NVlabs / Deep_Object_Pose

Deep Object Pose Estimation (DOPE) – ROS inference (CoRL 2018)
Other
1.03k stars 287 forks source link

Dope on prerecorded video #231

Closed kooshyarkosari closed 2 years ago

kooshyarkosari commented 2 years ago

Hi,

I would like to run and test DOPE on one of the Youtube videos that contain YCB objects, I don't want to use Realsence, webcam, and other cameras. so my question is that it is possible to do that without any camera and just one prerecorded video?

This is the link for the youtube video https://www.youtube.com/watch?v=m_qualdsmoA&t=743s

Best

mintar commented 2 years ago

At the very least, you would need the camera matrix (fx, fy, cx, cy) of your camera, so that you can generate a _camera_settings.json file (see below for an example). The standard way to obtain the camera matrix is to calibrate your camera using a checkerboard calibration pattern. Also, it would be best to rectify your images. You can probably get away without rectification (at a small loss of accuracy) because the video seems to be recorded using a very low-distorsion lens.

{
    "camera_settings": [
        {
            "name": "Viewpoint",
            "horizontal_fov": 90,
            "intrinsic_settings":
            {
                "resX": 533,
                "resY": 400,
                "fx": 492.79220581054688,
                "fy": 492.79220581054688,
                "cx": 276.33590698242188,
                "cy": 194.36210632324219,
                "s": 0
            },
            "captured_image_size":
            {
                "width": 533,
                "height": 400
            }
        }
    ]
}
kooshyarkosari commented 2 years ago

Dear Martin Thank you for your response, but my main problem is that, I don't want to use any camera or sensor therefore I don't need camera calibration instead I just need to run the Dope on prerecorded video in the test phase so it is possible to do that or I should use the camera for example real sense in testing part?

TontonTremblay commented 2 years ago

You could also get the intrinsics from colmap.

https://github.com/NVlabs/instant-ngp/blob/master/docs/nerf_dataset_tips.md#preparing-new-nerf-datasets check these steps, in the final json you would get the intrinsics as well as the camera poses.

If you know the phone you are using, you could probably get a bullpark intrinsics online. They wont be perfect but it would work.

TontonTremblay commented 2 years ago

You could also just run the network part without pnp.
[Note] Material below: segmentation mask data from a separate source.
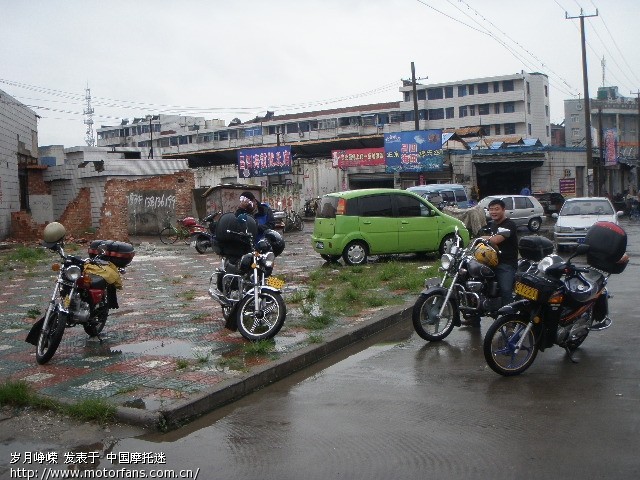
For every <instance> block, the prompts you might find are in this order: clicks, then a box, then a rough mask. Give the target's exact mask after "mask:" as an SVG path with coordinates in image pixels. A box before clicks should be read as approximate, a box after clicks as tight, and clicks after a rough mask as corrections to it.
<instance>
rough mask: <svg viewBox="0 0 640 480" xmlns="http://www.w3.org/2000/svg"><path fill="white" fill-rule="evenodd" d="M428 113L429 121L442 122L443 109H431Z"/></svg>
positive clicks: (429, 109)
mask: <svg viewBox="0 0 640 480" xmlns="http://www.w3.org/2000/svg"><path fill="white" fill-rule="evenodd" d="M428 111H429V120H442V119H443V118H444V109H442V108H431V109H429V110H428Z"/></svg>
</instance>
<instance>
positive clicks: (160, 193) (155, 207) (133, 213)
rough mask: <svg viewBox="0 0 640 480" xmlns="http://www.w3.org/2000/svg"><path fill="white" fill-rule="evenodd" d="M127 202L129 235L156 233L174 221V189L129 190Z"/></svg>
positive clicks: (156, 233) (168, 225)
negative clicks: (128, 221) (127, 203)
mask: <svg viewBox="0 0 640 480" xmlns="http://www.w3.org/2000/svg"><path fill="white" fill-rule="evenodd" d="M127 203H128V207H129V234H130V235H156V234H157V233H158V232H160V230H162V229H163V228H164V227H166V226H169V225H171V224H172V223H173V222H174V219H175V216H176V213H175V212H176V192H175V191H174V190H145V191H138V192H129V195H128V198H127Z"/></svg>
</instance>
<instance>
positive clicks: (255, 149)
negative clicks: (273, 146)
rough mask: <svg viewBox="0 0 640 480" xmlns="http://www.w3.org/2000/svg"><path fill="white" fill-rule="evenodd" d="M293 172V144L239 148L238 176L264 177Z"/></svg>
mask: <svg viewBox="0 0 640 480" xmlns="http://www.w3.org/2000/svg"><path fill="white" fill-rule="evenodd" d="M284 173H291V145H287V146H284V147H270V148H248V149H245V150H238V176H239V177H241V178H249V177H264V176H265V175H279V174H284Z"/></svg>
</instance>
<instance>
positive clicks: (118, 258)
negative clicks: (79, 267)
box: [88, 240, 136, 268]
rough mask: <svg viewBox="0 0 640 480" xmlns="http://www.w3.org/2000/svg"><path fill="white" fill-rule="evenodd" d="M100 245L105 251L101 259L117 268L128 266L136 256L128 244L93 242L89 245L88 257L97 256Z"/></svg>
mask: <svg viewBox="0 0 640 480" xmlns="http://www.w3.org/2000/svg"><path fill="white" fill-rule="evenodd" d="M101 245H102V248H104V249H105V251H106V253H105V254H104V255H103V256H102V259H103V260H108V261H109V262H111V263H113V264H114V265H115V266H116V267H118V268H124V267H126V266H127V265H129V264H130V263H131V261H132V260H133V257H134V256H135V254H136V252H135V249H134V248H133V245H131V244H130V243H126V242H118V241H116V240H94V241H92V242H91V243H90V244H89V248H88V252H89V257H91V258H94V257H95V256H96V255H98V254H99V253H100V246H101Z"/></svg>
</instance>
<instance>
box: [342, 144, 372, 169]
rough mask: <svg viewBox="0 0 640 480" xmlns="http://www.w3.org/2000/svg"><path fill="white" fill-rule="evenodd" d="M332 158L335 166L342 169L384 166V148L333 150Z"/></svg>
mask: <svg viewBox="0 0 640 480" xmlns="http://www.w3.org/2000/svg"><path fill="white" fill-rule="evenodd" d="M331 156H332V157H333V162H332V163H333V166H337V167H338V168H341V169H345V168H348V167H371V166H374V165H384V148H359V149H353V150H332V151H331Z"/></svg>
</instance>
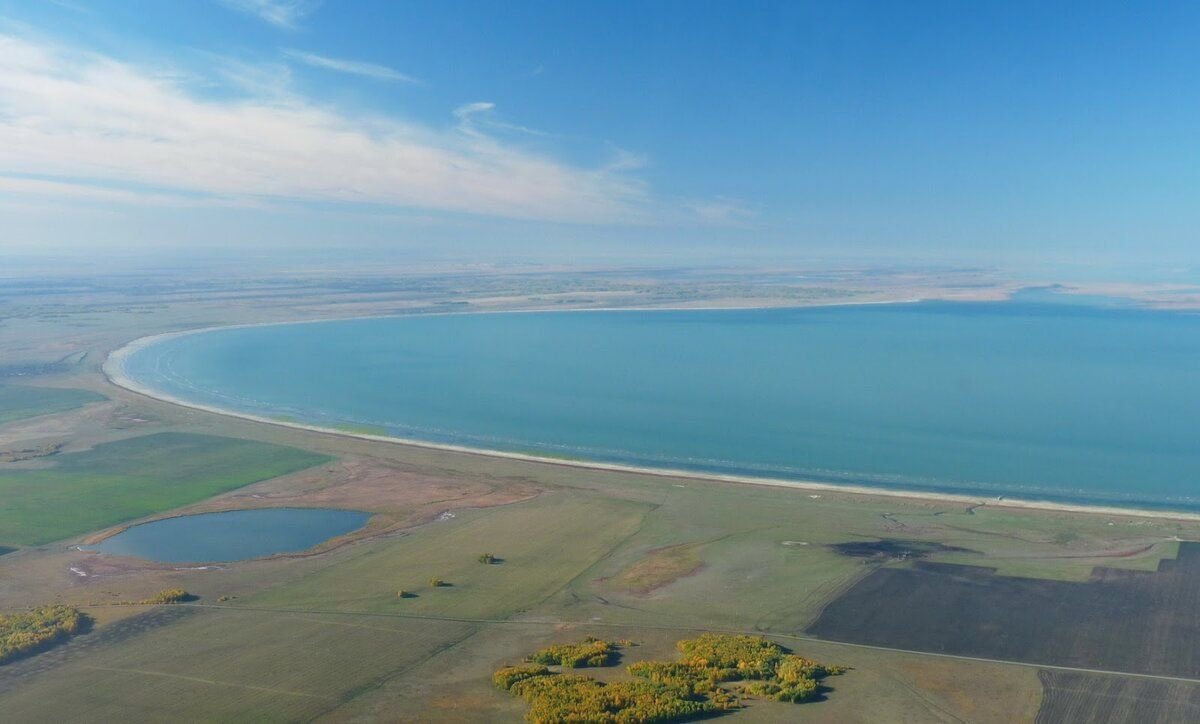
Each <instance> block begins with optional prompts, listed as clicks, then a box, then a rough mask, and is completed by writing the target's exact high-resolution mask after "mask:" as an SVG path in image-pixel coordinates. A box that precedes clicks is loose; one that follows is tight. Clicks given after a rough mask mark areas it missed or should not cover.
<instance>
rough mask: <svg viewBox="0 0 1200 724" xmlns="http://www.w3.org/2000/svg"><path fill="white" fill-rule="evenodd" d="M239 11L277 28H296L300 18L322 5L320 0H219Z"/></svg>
mask: <svg viewBox="0 0 1200 724" xmlns="http://www.w3.org/2000/svg"><path fill="white" fill-rule="evenodd" d="M218 1H220V2H221V4H222V5H224V6H227V7H232V8H233V10H236V11H239V12H244V13H246V14H251V16H256V17H258V18H259V19H262V20H265V22H266V23H270V24H271V25H275V26H276V28H282V29H284V30H295V29H296V28H299V25H300V20H302V19H304V18H305V17H307V16H308V14H310V13H312V12H313V11H314V10H317V7H318V6H319V5H320V2H319V0H218Z"/></svg>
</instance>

kooshyarkosari commented 2 years ago

Dear Tonton

I don't want to use a phone camera or any sensor, I just want to test this model on this Youtube video (https://www.youtube.com/watch?v=m_qualdsmoA&t=743s) note that this video is not recorded by me I just have found it on the Youtube platform.

mintar commented 2 years ago

What @TontonTremblay and me are trying to tell you is this: No, having the video is not enough. You additionally need to provide a _camera_settings.json file, otherwise DOPE won't work. To create such a file, you need to know the fx, fy, cx, cy values (also known as "camera matrix" or more precisely "camera intrinsics"). Me and @TontonTremblay are making suggestions to you how you can obtain these values.